Figure 4. Elimination of Tim17b function by RNAi expression disrupts protein delivery to mitochondrial matrix.

A. Model of organization and function of mitochondrial translocase complexes TOM, TIM9-10, TIM23 and TIM22. Arrow shows pathway of protein with cleavable N-terminal signal translocation through TOM-TIM23 into matrix. Position of Tim17b protein (red) in TIM23 complex is shown. OM – outer membrane; IMS – intermembrane space; IM – inner membrane. Green – protein of mitochondrial matrix. Blue – cleavable N-terminal signal peptide. B–C. Tim17 is required for mito-GFP delivery to mitochondria. The dissected larval mid-intestine expressing mito-GFP (green) (B) or co-expressing mito-GFP (green) with Tim17b^RNAi (C) were stained with anti-ATP-synthase antibody (red) and TOTO3 DNA binding dye (blue). Displacement of mito-GFP from mitochondria is clearly seen in Tim17b^RNAi–expressing tissues. D – E. TEM analysis of tissues shown in B – C panels demonstrates that mitochondrial structure has still not been compromised by the time mito-GPF delivery to mitochondria is disrupted. Red arrows indicate mitochondria.

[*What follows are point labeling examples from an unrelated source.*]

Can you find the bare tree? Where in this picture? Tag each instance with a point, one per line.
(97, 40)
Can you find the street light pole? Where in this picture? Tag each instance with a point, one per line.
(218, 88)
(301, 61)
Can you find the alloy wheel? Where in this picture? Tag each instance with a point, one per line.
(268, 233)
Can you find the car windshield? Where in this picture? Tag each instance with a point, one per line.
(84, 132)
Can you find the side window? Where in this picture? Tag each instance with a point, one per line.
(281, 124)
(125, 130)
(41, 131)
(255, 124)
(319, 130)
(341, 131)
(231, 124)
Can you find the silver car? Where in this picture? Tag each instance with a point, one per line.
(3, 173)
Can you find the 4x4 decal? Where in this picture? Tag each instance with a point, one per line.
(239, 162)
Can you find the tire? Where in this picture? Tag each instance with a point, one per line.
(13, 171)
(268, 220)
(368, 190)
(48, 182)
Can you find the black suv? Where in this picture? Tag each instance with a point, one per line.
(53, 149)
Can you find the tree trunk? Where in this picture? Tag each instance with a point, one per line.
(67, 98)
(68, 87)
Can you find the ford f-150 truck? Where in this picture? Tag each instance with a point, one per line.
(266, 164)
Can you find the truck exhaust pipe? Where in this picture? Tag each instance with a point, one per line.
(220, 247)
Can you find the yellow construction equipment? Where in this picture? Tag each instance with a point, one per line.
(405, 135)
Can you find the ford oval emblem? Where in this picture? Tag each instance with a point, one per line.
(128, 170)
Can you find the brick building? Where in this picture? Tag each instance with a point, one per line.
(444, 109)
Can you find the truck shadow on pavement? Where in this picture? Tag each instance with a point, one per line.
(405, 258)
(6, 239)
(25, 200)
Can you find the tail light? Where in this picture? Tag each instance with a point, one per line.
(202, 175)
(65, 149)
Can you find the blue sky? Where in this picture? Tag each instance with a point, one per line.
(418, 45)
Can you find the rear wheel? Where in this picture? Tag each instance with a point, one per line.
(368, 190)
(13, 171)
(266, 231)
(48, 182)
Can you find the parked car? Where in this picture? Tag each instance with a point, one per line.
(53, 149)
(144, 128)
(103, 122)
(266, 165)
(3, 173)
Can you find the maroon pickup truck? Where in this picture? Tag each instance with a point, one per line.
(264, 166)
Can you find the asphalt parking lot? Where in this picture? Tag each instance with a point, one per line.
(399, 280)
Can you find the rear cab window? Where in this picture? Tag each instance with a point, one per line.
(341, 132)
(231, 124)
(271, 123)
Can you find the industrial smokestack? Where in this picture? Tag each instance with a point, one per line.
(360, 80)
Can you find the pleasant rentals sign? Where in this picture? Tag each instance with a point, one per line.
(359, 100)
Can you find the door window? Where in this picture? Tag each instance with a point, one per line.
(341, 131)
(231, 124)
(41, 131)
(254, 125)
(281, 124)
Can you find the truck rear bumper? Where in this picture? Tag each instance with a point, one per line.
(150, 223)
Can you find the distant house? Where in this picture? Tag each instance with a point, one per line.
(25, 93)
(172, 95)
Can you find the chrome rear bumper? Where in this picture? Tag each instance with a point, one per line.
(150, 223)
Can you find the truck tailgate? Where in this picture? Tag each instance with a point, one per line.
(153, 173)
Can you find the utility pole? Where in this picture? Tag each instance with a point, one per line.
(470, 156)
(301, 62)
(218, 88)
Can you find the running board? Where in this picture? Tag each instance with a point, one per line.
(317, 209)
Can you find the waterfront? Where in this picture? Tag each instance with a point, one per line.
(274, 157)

Figure 5. Use of Tim17b-DsRed fluorescent reporter for time-lapse microscopy of mitochondria, 3D reconstruction of mitochondrial network and mitochondrial proteins dynamics assay.

A. Time-lapse microscopy of live Drosophila tissue. Tim17b-DsRed is shown in red color. DNA is detected using Draq5 dye (green). B–C. 3D-mitochondrial network within mid-intestinal cells. 1–9 represent individual confocal sections. PR – X-Y projection. C. 3D reconstruction of the mitochondrial network is presented. Tim17b-DsRed is shown in red color. DNA is detected using TOTO3 dye (green).

Figure 6. Fluorescence Recovery After Photobleaching (FRAP) assay for Tim17b-DsRed and mito-GFP proteins.

A. Tim17b-DsRed (red). B. mito-GFP (green). White circle shows position of photobleached area (A – B). In contrast to soluble GFP protein of mitochondrial matrix, assay demonstrates that Tim17b, which is a transmembrane protein, has a very slow replacement/dynamic rate (C).